The present invention relates to pumps usable as implantable ventricular assist devices, to components useful in such pumps, and to methods of using the same.
In certain disease states, the heart lacks sufficient pumping capacity to meet the needs of the body. This inadequacy can be alleviated by providing a mechanical pump referred to as a ventricular assist device to supplement the pumping action of the heart. It would be desirable to provide a ventricular assist device which can be implanted and which can remain in operation for months or years to keep the patient alive while the heart heals, or which can remain in operation permanently during the patient's lifetime if the heart does not heal, or which can keep the patient alive until a suitable donor heart becomes available.

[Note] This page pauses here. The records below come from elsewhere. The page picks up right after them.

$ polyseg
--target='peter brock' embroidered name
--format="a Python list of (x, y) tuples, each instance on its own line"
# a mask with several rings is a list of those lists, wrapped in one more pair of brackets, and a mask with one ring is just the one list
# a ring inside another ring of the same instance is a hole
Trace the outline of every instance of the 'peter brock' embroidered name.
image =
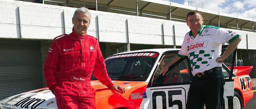
[(187, 50), (188, 51), (191, 50), (195, 50), (196, 49), (206, 48), (207, 46), (207, 44), (208, 41), (205, 41), (203, 42), (198, 42), (194, 43), (192, 44), (188, 45), (187, 46)]
[(126, 54), (122, 54), (122, 55), (112, 56), (107, 58), (105, 59), (105, 60), (110, 59), (125, 57), (135, 57), (135, 56), (147, 56), (147, 57), (156, 57), (157, 55), (157, 54), (156, 53), (138, 53)]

Design of a ventricular assist device presents a daunting engineering challenge. The device must function reliably for the desired period of implantation. Moreover, blood is not a simple fluid, but instead is a complex system containing cells. Severe mechanical action can lead to hemolysis, or rupture of the red blood cells, with serious consequences to the patient. Also, blood in contact with an artificial surface, such as the surfaces of a pump, tends to clot. While this tendency can be suppressed to some extent by proper choice of materials, surface finishes and by administration of anticoagulants, it is still important to design the pump so that there are no regions within the device where blood can be trapped or flow is interrupted for relatively prolonged periods. To provide clinically useful assistance to the heart, the device must be capable of delivering a substantial blood flow at a pressure corresponding to normal blood pressure. For example, ventricular assist device for an adult human patient of normal size should deliver about 1-10 liters per minute of blood at a pressure of about 70-110 mm Hg depending on the needs of the patient.
One type of ventricular assist device or pump uses a balloon. The balloon is placed within the aorta. The balloon is connected to an external pump adapted to repeatedly inflate and deflate the balloon in synchronism with the contractions of the heart muscle to assist the pumping action. Balloon assist devices of this nature have numerous limitations including limited durability and limited capacity.
As described, for example, in U.S. Pat. No. 6,688,861, a miniature electrically-powered rotary pump can be implanted surgically within the patient. Such a pump has a housing with an inlet and en outlet, and a rotor which is suspended within the housing and driven by a rotating magnetic field provided by a stator or winding disposed outside of the housing. During operation, the rotor is suspended within the housing by hydrodynamic and magnetic forces. In such a pump, the rotor may be the only moving part. Because the rotor does not contact the housing during operation, such a pump can operate without wear. Pumps according to the preferred embodiments taught in the '861 patent and related patents have sufficient pumping capacity to provide clinically useful assistance to the heart and can be small enough that they may be implanted within the heart and extend within the patient's thoracic cavity. Pumps of this nature provide numerous advantages including reliability and substantial freedom from hemolysis and thrombogenesis. However, implantation of such a pump involves a majorly invasive surgical procedure.
As described, for example, in Nash, U.S. Pat. No. 4,919,647; Siess, U.S. Pat. No. 7,011,620; and Siess et al., U.S. Pat. No. 7,027,875; as well as in International Patent Publication No. WO 2006/051023, it has been proposed to provide a ventricular assist device in the form of a rotary pump which can be implanted within, the vascular system, such as within the aorta during use. Aboul-hosn et al., U.S. Pat. No. 7,022,100, proposes a rotary pump which can be placed within the aorta so that the inlet end of the pump extends through the aortic valve into the left ventricle of the heart.
A ventricular assist device implanted into the vascular system must be extraordinarily compact. For example, such a device typically should have an elongated housing or other element with a diameter or maximum dimension transverse to the direction of elongation less than about 13 mm, and most preferably about 12 mm or less. To meet this constraint, the vascularly-placed ventricular assist devices proposed heretofore resort to mechanically complex arrangements. For example, the device described in U.S. Pat. No. 7,011,620 incorporates an electric motor in an elongated housing. The motor drive shaft extends out of the housing and a seal surrounds the shaft. An impeller is mounted at the distal end of the drive shaft outside of the motor housing and within a separate tubular housing. The pump taught in U.S. Pat. No. 7,022,100 consists of a separate motor using a flexible drive shaft extending through the patient's vascular system to the impeller, with an extraordinarily complex arrangement of seals, bearings, and a circulating pressurized fluid to prevent entry of blood into the flexible shaft. The arrangement taught in WO 2006/051023 and in U.S. Pat. No. 4,919,647 also utilizes flexible shaft drives and external drive motors. These complex systems are susceptible to failure.
Thus, despite very considerable effort devoted in the art heretofore to development of ventricular assist devices, further improvement would be desirable.